I’m confident that nearly every writing book out there has this piece of advice in various forms:

“In order to write well, you have to write a lot of garbage.”

But what is this garbage we’re all talking about? On which ‘level’ of writing does this junk appear?

Well, just as there are numerous different words for unwanted items (junk, garbage, rubbish, trash, 废物, etc.), there are many ways to think about our literary waste.

As you may have noticed, opinions concerning words are as biased as politics. What you consider trash, may appear as gold to me. Some of us are able to overlook poor writing for the sake of a brilliant plot and some (like me) just get irritated if there aren’t any rules concerning how magic is used.

Already, garbage is starting to look like a very vague term. Okay, so entire novels can be junk. Plots can suck. The dialogue can be just… painful. And, maybe the actual words are vague and confusing. Which of these translates into the ‘trash’ writers are talking about?

I used to think they were referring to nonsense words that had nothing to do with anything. For example:

And now my brain can’t think and I hate these characters. Maybe I will push them off a cliff. The sunnnnn is hot. Yay. Why can’t I spell today? Jo ate the piece of toast and died. The end.

I still believe that this sort of writing is a perfectly acceptable form of random junk. It means nothing, doesn’t really have anything to do with the story, and doesn’t make sense.

Then there’s the helpful junk:

This plot isn’t going anywhere. Maybe I should try putting in a dragon– wait, no. That wouldn’t work. Yesterday I wrote a whole scene about how dragons were extinct. Well… we could delete that scene and put in dragons, but then I couldn’t introduce that guy who doesn’t have a name yet. Maybe we should just change it to a certain type of dragon that’s extinct.

Doing this can feel weird. I tend to confuse my brain by referring to myself as ‘we’ (I’m still not sure why). Writing like this always helps me. I’m writing and working out the flaws of my story at the same time. After the eureka moment, the words leading up to it are no longer valuable and get removed by the second draft (but kept in a different folder for posterity, of course!!).

This November, I wrote 50,000 words of literary refuse.

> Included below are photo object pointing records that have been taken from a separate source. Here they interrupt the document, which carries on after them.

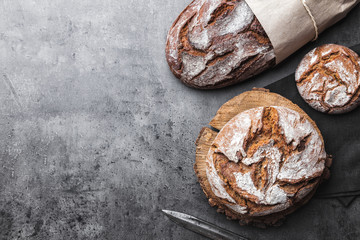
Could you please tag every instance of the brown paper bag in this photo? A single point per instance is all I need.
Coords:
(289, 25)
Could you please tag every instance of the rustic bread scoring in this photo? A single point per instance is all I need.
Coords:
(265, 163)
(216, 43)
(328, 79)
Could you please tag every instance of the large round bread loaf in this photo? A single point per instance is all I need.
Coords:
(216, 43)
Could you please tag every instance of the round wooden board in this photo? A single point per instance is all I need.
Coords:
(247, 100)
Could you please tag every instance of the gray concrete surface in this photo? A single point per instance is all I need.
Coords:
(97, 136)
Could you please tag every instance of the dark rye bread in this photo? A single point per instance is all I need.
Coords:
(217, 43)
(328, 79)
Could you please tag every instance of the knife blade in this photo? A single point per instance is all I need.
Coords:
(201, 226)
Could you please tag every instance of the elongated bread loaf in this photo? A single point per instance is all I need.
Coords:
(216, 43)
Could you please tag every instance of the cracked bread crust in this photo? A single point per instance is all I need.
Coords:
(328, 79)
(264, 164)
(217, 43)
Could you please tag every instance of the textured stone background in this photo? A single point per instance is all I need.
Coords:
(97, 136)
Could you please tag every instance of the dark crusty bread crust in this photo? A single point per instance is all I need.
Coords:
(217, 43)
(328, 79)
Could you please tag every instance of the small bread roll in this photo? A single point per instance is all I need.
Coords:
(328, 79)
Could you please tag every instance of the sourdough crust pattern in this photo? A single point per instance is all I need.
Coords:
(328, 79)
(246, 210)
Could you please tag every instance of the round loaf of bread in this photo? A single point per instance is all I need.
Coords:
(216, 43)
(263, 164)
(328, 79)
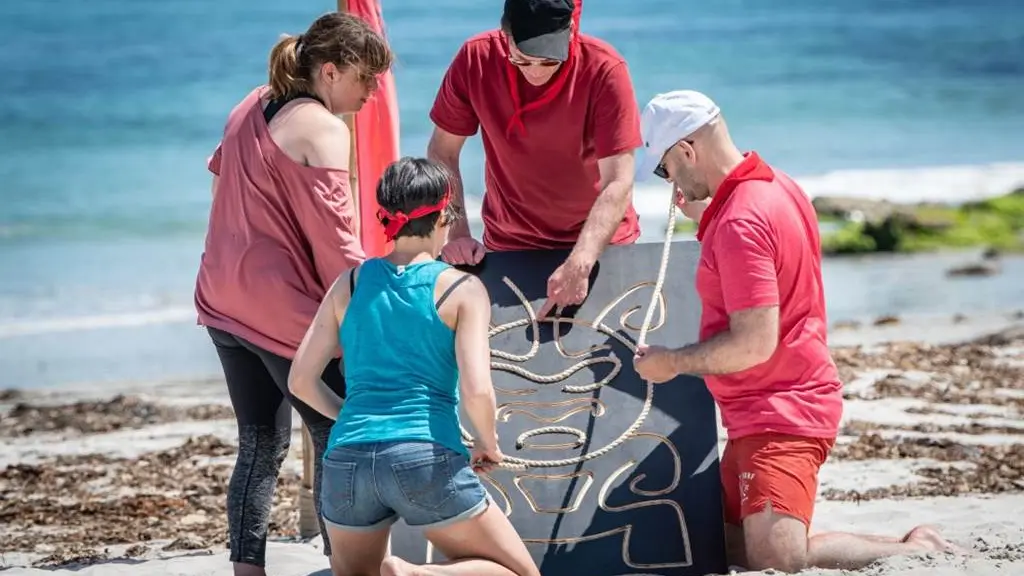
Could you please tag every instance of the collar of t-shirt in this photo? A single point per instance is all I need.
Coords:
(556, 86)
(752, 168)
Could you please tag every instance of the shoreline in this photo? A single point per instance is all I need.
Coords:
(930, 426)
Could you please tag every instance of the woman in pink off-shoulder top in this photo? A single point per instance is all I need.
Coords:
(283, 227)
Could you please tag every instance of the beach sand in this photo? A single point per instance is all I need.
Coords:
(132, 481)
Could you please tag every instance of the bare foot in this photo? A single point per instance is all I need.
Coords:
(394, 566)
(242, 569)
(929, 539)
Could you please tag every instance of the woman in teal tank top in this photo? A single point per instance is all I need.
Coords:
(413, 334)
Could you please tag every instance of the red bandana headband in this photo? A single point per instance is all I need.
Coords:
(394, 221)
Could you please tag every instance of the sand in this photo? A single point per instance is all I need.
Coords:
(131, 481)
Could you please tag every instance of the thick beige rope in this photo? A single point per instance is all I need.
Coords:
(511, 462)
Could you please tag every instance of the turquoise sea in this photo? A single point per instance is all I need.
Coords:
(110, 109)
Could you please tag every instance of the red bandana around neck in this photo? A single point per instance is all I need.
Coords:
(752, 168)
(561, 78)
(394, 221)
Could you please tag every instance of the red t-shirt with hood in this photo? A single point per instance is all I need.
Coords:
(543, 142)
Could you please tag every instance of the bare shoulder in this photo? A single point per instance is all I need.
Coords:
(468, 288)
(340, 292)
(328, 138)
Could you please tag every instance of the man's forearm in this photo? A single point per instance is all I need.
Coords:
(724, 353)
(602, 221)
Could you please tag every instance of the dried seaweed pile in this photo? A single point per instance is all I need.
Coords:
(121, 412)
(990, 468)
(971, 373)
(95, 500)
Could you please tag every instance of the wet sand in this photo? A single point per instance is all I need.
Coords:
(134, 483)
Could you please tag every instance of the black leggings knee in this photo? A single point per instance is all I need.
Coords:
(257, 383)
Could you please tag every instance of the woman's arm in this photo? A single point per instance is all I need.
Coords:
(473, 355)
(318, 345)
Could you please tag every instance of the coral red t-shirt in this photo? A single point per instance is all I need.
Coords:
(280, 234)
(761, 247)
(541, 176)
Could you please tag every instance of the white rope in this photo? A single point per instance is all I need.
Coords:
(511, 462)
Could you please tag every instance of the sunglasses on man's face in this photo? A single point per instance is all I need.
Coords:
(659, 170)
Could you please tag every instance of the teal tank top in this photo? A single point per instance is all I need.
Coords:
(401, 378)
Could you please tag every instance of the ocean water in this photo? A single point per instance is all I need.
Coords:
(111, 108)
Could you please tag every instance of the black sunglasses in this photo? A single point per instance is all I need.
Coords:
(659, 170)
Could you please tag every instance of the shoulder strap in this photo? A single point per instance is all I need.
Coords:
(452, 288)
(275, 105)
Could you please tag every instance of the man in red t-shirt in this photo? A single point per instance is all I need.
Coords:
(763, 348)
(559, 122)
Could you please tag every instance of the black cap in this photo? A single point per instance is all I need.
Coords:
(541, 28)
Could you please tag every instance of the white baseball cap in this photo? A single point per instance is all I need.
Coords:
(668, 118)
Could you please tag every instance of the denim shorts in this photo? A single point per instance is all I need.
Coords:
(367, 487)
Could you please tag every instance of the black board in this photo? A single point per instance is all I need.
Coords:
(651, 504)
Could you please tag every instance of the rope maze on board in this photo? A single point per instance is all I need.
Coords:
(515, 463)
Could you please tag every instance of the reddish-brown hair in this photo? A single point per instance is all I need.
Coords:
(337, 38)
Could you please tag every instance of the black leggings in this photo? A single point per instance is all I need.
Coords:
(257, 382)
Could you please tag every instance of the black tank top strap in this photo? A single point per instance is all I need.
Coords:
(275, 105)
(452, 288)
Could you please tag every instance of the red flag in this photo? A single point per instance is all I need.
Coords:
(376, 139)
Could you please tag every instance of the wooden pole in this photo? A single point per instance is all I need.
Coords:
(308, 525)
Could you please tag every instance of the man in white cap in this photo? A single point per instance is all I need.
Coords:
(762, 348)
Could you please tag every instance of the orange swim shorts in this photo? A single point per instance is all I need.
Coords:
(772, 468)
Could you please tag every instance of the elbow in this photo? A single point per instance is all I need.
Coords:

Most of it isn’t random or helpful junk. I could call it a novel if I wanted to. The plot is only slightly below average, the writing isn’t too horrible, I think it makes sense. But I don’t like it. Most stories I write grab me and force me to love them– I can’t resist when they beg to be written. This novel is different– it expects to be abused. It likes cliches. It got bored with itself in the first five thousand words. I didn’t give up on it, but as the month drew on, the lack of love between me and this story became more apparent. There’s no hatred, though, just indifference.

However, I don’t think it was a waste of time. Granted, this novel may never resurface from the cluttered, dusty pit of unwanted writing, but it gave me a whole new perspective on the benefits of writing trash. I tend to focus on my audience when I write, so I’m always wondering what they will think and how they will interpret the scene (or the blog post). I didn’t do that with this year’s NaNoWriMo novel. I wrote it knowing it was just for me and no one else. It felt good.

When November was over I had this irresistible urge to get back to the patient, half-formed novels that will be seen by other eyes some day. I think the junk novel helped with that.

Moral of this post: Write more trash! Whether random, helpful, or in novel form, it will serve as fertilizer for your more beautiful work, helping your words break through the barriers to become forests one can get lost in.